Wednesday, August 20, 2014

Bosnian war, which raged between 1992 and 1995, is now so far back in time that it started to be pr


Bosnian war, which raged between 1992 and 1995, is now so far back in time that it started to be processed in literary form. In the German literature the subject has been addressed in at least three novels in recent years: Wie der Soldat das Grammofon repariert by Sasa Stanisic, Scherben of Ismet Prcic and later in the short but strong debut Wie ich mir das Glück vorstelle by Martin Kordic.
Kordics story unfolds in an unnamed "city of bridges" and told of the handicapped and in practice orphan boy Viktor. To the case of Mostar apparent when the old Ottoman bridge over the river pushed shattered immigration reform by mortar fire that finally separates the two halves of the city from each other. But this anonymity is not an attempt to fill the story with mysteries, but an example of how Kordic consciously immigration reform opt out of the adult world titles to enhance the credibility of the child's narrative perspective. It's the boy, Viktor, who with a schoolboy's simple and precise language - consistently in the present tense - the story forward.
Martin Kordic, who is the son of a Bosnian migrants, was born in 1983 in Germany, where he also grew up. In the early nineties, the family plans to move to Bosnia, but war broke out and came indirectly also to Germany when relatives and friends displaced by the fighting began to populate the home. Where did Martin Kordic as children often hear the horror stories from the war, which he has since carried with him and now narrates the novel form.

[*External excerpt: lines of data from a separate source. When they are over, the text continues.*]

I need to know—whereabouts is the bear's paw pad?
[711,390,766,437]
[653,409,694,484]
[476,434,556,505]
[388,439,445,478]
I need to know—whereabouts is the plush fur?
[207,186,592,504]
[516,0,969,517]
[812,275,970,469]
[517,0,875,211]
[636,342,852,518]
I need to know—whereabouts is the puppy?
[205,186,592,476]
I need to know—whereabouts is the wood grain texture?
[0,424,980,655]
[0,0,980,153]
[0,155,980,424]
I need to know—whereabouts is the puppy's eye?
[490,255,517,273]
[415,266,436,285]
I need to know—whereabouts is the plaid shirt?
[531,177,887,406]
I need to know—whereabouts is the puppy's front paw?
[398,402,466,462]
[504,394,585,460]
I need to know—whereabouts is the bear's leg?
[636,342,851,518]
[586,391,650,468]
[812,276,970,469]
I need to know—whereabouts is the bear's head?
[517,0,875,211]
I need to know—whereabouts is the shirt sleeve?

Writing about an individual's war experiences in a credible manner is a difficult challenge, but by letting Viktor neutral record what happens around him - both the horrors joys - Martin Kordic chosen a narrative compelling and artistically immigration reform successful way: the author suggests a way to process the horror that escapes pathos. Viktor and his "comrade" one-legged Dschib living as petty thieves in companion with a dog and a girl, who survive through prostitution, in a ofredens grotesquely deformed landscape, in half a world where the boy takes the writing to help you to remember, organize life and ultimately survive . Viktor write down everything he sees, do and experience in a booklet, which is not only the most important of his few possessions, but also his diary, which fully signed condition corresponds immigration reform to the novel the reader just delve into.

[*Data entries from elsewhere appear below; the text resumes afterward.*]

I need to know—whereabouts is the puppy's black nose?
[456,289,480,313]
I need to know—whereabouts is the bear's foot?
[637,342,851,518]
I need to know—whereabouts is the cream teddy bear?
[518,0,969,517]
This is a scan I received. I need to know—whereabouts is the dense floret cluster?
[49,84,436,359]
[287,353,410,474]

And there are plenty of memories of better immigration reform times, when Viktor immigration reform lived with his family in "The lyckligas village" before the war hit life in tatters. For although the existence nor the time was easy, there was still a solid context. In the complicated childbirth at home on the kitchen table damaged Viktors spine hard, but he still survives thanks to her grandmother's resourceful, but bloody intervention by knife and skinkgaffel. The injuries make him a cripple teased while wearing an itchy and tearing corset which is held together by a "back spider", which, however, turned into an advantage when it comes time to play war. Then the hermit, which usually most paints and reads, a sought-after participant, as someone also has to be a sniper, preferably wearing a scary outfits as a back spider. But even if many failed contact and revile the handicapped boy is there also good people, especially the grandmother that envelops him with their familiar love.
When Viktor's father came out of the war in "Cross Årnäs" side forced immigration reform the boy and the family, due to a purge campaign, leaving the Muslim quarter where they then live, but in the turmoil divorce they from each other and he ends up in the limbo that is the novel's present. Violence and Exclusion mastered everyday. Old friendships are torn off and "The lyckligas village" will never be resurrected. Later, however, the boy is taken care of by the sisters in a convent at "the Mount" and allowed that write the story of his life.
As this booklet is the only source of information in the novel the reader is left partially immigration reform in the lurch. What is truth and what is lie? And where are we when the text's recurrent melancholic traits turns into magical realism? The city has a now partially ruined zoo, where Viktor leave the girl since she died and meets an old woman who heals the wounds of the corset, giving immigration reform Dschib medicine and Viktor immigration reform a letter from grandma. The zoo also has elephants that once become Viktor's friends on a school trip there, and who might have a connection with the elephants that he always drawing ever since he was little. It is these large animal single community in the book's dreamy final scene, with an allusion to the title, shows how Viktor imagines happiness, immigration reform thus linking this wonderful story about a lonely child in war everyday and if the literature when it becomes vital.